How Priceline.com manages PCI compliance with GraphQL
Mike Byrnes
Let’s consider the core promise of GraphQL:
Get exactly what you need and nothing more with a single query.
Does it sound amazing? Absolutely. But if you’ve ever tried to implement GraphQL for an entire engineering team, you’ve probably realized that it’s not quite as simple as it sounds to achieve. For any dev in the organization to be able to get everything they need in a single query, everything that anyone could need has to exist in a single graph.
The concept of a single graph for everything seems all but impossible when you think about it from a compliance perspective, and that was one of the biggest challenges we faced when we started to scale up our use of GraphQL at Priceline. As a travel booking platform that supports millions of customers around the world, our backend services contain quite a bit of PCI data that can’t be made accessible to our client apps.
One graph → one endpoint → client apps have access to everything, including cardholder information and other sensitive data. Right?
Well it turns out, not necessarily. With a supergraph, we can have a single graph that unifies all of all of our data and services, including sensitive data, but we can selectively choose which parts of the graph are exposed to various audiences, like app devs. In this post I’ll walk you through how we did this for the Priceline supergraph and how you can set it up yourself using contracts in Apollo Studio.
Is a supergraph worth it?
Let’s take a step back – is it even worth it to put everything into one graph? Couldn’t we just have entirely separate graphs for internal systems that require sensitive data and for client apps that don’t? We could, and at Priceline we actually did at first, but we would end up with a lot of duplicative maintenance work that could be avoided.
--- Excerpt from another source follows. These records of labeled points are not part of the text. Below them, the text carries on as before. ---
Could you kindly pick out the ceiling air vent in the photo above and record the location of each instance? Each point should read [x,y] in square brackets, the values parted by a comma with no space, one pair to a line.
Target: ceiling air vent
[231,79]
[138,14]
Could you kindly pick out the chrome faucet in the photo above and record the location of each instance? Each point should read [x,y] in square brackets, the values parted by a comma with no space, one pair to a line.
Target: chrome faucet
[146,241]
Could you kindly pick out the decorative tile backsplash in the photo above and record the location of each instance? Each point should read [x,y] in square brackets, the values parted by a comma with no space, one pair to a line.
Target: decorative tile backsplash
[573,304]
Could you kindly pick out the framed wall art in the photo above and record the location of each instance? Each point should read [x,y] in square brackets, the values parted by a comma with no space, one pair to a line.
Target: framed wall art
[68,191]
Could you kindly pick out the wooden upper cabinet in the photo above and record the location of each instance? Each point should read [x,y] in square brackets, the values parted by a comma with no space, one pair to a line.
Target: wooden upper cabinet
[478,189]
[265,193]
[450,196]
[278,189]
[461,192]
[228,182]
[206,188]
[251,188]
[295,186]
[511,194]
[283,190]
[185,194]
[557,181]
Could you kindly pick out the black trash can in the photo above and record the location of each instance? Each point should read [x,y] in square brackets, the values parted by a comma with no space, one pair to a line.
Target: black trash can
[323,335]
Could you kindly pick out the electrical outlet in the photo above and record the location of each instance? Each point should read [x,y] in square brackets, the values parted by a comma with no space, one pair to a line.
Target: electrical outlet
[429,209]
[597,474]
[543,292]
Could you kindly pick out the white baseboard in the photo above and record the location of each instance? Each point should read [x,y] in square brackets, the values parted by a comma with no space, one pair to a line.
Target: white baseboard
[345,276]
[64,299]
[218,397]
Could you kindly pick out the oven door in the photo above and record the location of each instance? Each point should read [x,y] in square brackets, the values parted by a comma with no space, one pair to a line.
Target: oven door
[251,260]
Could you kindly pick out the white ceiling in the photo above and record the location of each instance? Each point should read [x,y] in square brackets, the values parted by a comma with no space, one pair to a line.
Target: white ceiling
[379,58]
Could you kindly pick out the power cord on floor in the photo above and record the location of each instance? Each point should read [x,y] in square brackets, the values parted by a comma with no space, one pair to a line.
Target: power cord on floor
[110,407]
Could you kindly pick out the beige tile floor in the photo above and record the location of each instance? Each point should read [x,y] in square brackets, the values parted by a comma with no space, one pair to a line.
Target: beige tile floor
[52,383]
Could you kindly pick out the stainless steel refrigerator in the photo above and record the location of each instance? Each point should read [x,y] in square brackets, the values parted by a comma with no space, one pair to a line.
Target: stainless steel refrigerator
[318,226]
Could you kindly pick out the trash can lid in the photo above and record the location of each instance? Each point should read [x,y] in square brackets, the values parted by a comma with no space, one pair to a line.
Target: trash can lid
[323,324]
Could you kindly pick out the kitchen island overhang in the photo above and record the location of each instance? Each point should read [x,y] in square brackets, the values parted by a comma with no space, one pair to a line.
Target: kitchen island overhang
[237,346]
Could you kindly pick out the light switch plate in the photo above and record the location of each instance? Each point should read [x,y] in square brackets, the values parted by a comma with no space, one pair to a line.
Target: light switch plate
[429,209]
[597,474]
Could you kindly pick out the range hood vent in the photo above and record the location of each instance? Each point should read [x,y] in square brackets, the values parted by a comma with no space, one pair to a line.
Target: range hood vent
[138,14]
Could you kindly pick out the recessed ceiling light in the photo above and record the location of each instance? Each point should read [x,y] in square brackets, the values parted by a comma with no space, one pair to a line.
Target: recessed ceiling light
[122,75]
There’s always going to be overlap between what internal systems need and what client apps need. For example, our booking graph, which was not part of the supergraph, contained airline policy schema used for display when a customer was booking a flight. Our native apps teams wanted to display this information to a customer viewing flight information, earlier in the funnel. However, they did not want the overhead of multiple network requests. Normally this would result in duplicating the airline policy schema inside the supergraph. Not ideal.
And that’s just one example. To provide a specific subset of services for a certain audience or experience that differed from an already existing graph, we either had to use preexisting REST APIs or create an entirely new graph to support it. IT systems app? Separate graph. Partner API? Separate graph.
With a supergraph, we could create a single source of truth for definitions of every entity in our data model (hotel, flight, rental car, customer, etc), eliminating a huge amount of maintenance work associated with these disparate graphs. For us, it was worth it.
Restricting access to sensitive data in a supergraph
As a single source of truth, our supergraph schema contains everything, including sensitive data. So we can’t just have every application query the endpoint for the entire supergraph directly. Instead, we need to define which parts of the supergraph certain applications are allowed to access. We can do this by creating contract graphs in Apollo Studio.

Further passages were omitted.